A Dec. 6, 2019, rule required that 50 percent of matching funds from partners be in the form of direct payments, which made it more difficult for some USDA partners to participate in CREP. With this rule change, partners can now provide matching funds in the form of cash, in-kind contributions, or technical assistance. The December 2019 rule also subjected states like Vermont to a 25 percent payment reduction through the program if state regulations require farmers to implement minimum water quality practices, as Vermont’s Required Agricultural Practices do. The payment reduction was in direct contradiction to a provision included by Leahy in the 2018 Farm Bill that directed USDA to allow these states to participate and is corrected as a result of today’s announcement. This rule change will directly benefit Vermont farmers, who will no longer receive lowered levels of federal reimbursement simply because Vermont requires them to implement water quality practices.
To help partners access the CREP program, FSA has hired three additional staff. Among them is Evelyn Whitesides, who will focus on Vermont and other Eastern states.

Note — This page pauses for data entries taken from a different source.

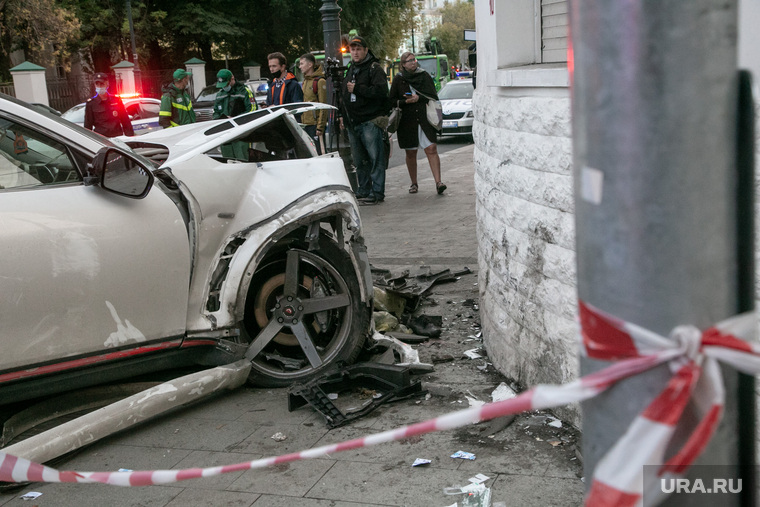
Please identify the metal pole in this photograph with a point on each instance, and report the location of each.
(138, 76)
(654, 93)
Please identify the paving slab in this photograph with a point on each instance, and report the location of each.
(213, 498)
(387, 485)
(293, 479)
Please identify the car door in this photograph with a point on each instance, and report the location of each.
(83, 270)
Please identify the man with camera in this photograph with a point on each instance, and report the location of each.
(365, 99)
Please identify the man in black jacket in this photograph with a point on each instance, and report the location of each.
(365, 99)
(104, 113)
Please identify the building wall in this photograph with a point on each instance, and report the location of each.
(523, 181)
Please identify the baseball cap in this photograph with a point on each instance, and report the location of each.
(181, 74)
(357, 39)
(223, 77)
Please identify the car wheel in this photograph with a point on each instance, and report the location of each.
(304, 313)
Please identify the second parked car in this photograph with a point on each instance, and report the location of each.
(143, 112)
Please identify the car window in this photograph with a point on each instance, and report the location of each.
(149, 109)
(31, 159)
(278, 139)
(454, 90)
(75, 114)
(133, 110)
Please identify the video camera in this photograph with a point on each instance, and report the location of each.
(335, 69)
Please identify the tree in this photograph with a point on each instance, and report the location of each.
(455, 18)
(43, 29)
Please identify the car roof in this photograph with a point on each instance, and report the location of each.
(196, 138)
(54, 124)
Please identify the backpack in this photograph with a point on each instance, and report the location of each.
(315, 86)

“We want to build capacity so that we can better reach partners, including those who we may not have worked with before,” Ducheneaux said. “We’re taking action to reduce barriers to access and opportunity for historically underserved producers and landowners, and by engaging more partners, we’re working with groups that provide a direct link to these communities.”

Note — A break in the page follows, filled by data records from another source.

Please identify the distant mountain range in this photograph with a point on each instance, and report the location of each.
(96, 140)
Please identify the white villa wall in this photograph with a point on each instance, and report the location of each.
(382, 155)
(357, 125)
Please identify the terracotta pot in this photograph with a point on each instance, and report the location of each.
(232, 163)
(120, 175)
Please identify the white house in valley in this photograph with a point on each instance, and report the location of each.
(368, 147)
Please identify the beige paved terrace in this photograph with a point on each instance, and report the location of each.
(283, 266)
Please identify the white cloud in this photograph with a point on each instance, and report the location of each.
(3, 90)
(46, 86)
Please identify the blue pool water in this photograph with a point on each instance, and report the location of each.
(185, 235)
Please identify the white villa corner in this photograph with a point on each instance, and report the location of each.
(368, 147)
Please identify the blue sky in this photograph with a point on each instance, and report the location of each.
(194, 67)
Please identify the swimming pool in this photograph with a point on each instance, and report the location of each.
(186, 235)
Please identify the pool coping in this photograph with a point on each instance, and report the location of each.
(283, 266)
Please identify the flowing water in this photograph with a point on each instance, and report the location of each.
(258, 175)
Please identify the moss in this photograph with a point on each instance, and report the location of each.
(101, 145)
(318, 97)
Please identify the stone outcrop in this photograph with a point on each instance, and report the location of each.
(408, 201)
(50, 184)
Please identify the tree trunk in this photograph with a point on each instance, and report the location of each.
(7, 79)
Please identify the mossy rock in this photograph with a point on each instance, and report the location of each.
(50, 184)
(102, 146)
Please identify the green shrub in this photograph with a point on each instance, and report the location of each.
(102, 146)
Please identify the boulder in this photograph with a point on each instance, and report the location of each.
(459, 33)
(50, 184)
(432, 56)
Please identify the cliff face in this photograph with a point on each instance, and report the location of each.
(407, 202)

These investments in CREP build on other recent outreach and education efforts, including a $4.7 million investment announced this year to establish partnerships with organizations to provide outreach and technical assistance to historically underserved farmers and ranchers on a variety of FSA programs, including conservation programs.
Currently all CREP partners are state agencies, however FSA is strongly encouraging Tribes and non-government organizations to consider partnerships.
Eligible entities include State agencies, Tribal groups, and non-government conservation organizations. Potential partners interested in CREP should contact Vermont’s FSA office.
“We are pleased with this update here in Vermont, and we hope it will increase interest and participation in CRP and CREP among the state’s agricultural producers,” said Lana Walden, FSA’s Acting State Executive Director in Vermont. “The program is a great conservation option for our farmers to help USDA conserve sensitive land, like buffers along streams and rivers, wetlands and critical wildlife habitat. It is important that the program is an accessible, viable management option.”